La règle d’or : allez aux événements, même quand vous n’en avez pas envie. Surtout quand vous n’en avez pas envie. Ce sont souvent ces soirs où on se traîne à sortir qu’on fait les meilleures rencontres.

Les activités locales : la voie lente mais solide

Les coworkings et meetups expats vous donnent un réseau rapide. Mais les vraies amitiés durables, celles qu’on garde cinq ans après, viennent souvent d’activités régulières pratiquées avec les mêmes personnes.

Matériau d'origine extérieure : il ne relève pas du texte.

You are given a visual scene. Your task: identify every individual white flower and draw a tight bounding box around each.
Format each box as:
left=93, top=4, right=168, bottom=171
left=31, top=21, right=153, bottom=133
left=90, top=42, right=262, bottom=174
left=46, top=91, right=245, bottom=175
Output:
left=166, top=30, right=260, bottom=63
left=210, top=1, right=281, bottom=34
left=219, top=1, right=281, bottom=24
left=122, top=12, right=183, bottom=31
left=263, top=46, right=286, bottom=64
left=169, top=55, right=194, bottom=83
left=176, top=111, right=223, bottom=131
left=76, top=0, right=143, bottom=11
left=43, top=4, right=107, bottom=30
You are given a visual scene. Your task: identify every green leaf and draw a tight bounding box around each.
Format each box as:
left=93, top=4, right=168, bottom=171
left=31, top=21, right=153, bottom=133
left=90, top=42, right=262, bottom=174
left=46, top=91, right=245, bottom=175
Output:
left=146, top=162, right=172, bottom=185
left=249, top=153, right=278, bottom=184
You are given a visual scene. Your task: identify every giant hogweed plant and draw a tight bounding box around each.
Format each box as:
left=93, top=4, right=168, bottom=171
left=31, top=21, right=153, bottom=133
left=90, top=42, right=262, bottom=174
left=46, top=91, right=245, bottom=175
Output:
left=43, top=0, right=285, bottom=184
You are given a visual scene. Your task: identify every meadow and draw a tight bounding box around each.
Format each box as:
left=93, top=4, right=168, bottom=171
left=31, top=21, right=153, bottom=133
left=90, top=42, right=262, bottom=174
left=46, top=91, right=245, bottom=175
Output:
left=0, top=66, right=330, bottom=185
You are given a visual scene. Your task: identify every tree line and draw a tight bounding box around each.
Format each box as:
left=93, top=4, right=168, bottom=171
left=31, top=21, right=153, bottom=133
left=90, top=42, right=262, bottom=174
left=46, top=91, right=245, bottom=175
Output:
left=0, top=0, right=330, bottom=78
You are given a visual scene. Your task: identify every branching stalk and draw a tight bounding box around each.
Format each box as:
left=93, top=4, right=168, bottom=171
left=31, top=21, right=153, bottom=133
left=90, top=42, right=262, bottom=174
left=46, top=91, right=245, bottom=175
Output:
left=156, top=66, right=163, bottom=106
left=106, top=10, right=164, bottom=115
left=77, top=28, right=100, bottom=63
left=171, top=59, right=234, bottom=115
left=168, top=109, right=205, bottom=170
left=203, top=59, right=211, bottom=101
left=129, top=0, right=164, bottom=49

Un cours de surf à Bali. Un club de course à Lisbonne. Une équipe de tennis à Dubaï. Une classe de cuisine thaïe à Chiang Mai. Ces cadres créent quelque chose qu’on sous-estime : la répétition. Et c’est la répétition qui crée le lien.

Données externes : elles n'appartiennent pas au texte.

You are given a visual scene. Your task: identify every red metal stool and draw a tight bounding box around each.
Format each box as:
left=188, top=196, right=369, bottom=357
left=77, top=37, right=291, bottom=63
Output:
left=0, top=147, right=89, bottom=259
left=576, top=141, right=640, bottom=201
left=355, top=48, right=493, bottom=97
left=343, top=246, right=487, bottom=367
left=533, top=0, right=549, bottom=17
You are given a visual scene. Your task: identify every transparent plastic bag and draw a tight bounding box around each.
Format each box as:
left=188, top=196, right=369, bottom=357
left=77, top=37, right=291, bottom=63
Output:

Ne choisissez pas une activité que vous allez faire une fois. Choisissez quelque chose que vous faites toutes les semaines, au même endroit, avec les mêmes gens. C’est ce qui crée la familiarité, et de la familiarité naît l’amitié.

Les échanges linguistiques

Si vous vivez dans un pays non-francophone, les échanges de langue sont doublement utiles : vous progressez dans la langue locale, et vous rencontrez des locaux motivés par la curiosité interculturelle, souvent les plus ouverts aux étrangers.

Des applications comme Tandem ou Speaky permettent de trouver des partenaires d’échange linguistique. Mais le mieux reste de rejoindre des groupes d’échange en présentiel, qui existent dans la plupart des grandes villes du monde.

Les communautés en ligne francophones

Ne sous-estimez pas la valeur des communautés en ligne, notamment dans les premiers temps. Les groupes Facebook “Français à [ville]” ou “Francophones au Portugal / en Thaïlande / aux Émirats” sont souvent très actifs et bienveillants envers les nouveaux arrivants.

Ces communautés servent aussi de mémoire collective : des conseils pratiques (où trouver tel produit, quel médecin parle français, quel quartier éviter), mais aussi des invitations à des apéros ou des événements informels.

Les villes qui facilitent la vie sociale expatriée

Toutes les destinations ne se valent pas sur le plan de la sociabilité expatriée. Certaines villes ont développé un écosystème particulièrement accueillant pour les nouveaux arrivants :

Lisbonne est probablement la ville d’Europe qui a le mieux réussi à créer une communauté d’expatriés active et bienveillante. Les Portuguais sont naturellement ouverts, la ville est petite à l’échelle humaine, et la densité d’événements expats est remarquable. Notre guide complet sur s’expatrier au Portugal vous donnera toutes les clés pour vous installer dans les meilleures conditions.

Bali (et particulièrement Canggu et Ubud) est une machine sociale pour les nomades et freelances. La communauté internationale est dense, le rythme de vie favorise les rencontres, et les événements sont permanents. Le risque : rester dans une bulle expats sans jamais vraiment rencontrer de Balinais.

Bangkok a une communauté française et francophone très active. Des réseaux comme la Chambre de Commerce Franco-Thaïe organisent régulièrement des événements. La ville est grande, mais les quartiers d’expatriés créent des villages dans la ville. Pour en savoir plus, consultez notre guide s’expatrier en Thaïlande.

Ce qu’il faut accepter

La reconstruction sociale prend du temps. Six mois minimum pour avoir un cercle social fonctionnel. Un an pour avoir de vraies amitiés. Et certaines de vos relations les plus proches en France mettront des années à se transformer en “amitiés à distance” solides, et d’autres ne survivront pas à l’éloignement.

Ce n’est pas une raison de ne pas partir. C’est une réalité à anticiper, à nommer, et à traverser activement. La solitude de l’expatrié n’est pas une fatalité, c’est un chantier. Et comme tous les chantiers, il finit par aboutir si on s’y met vraiment.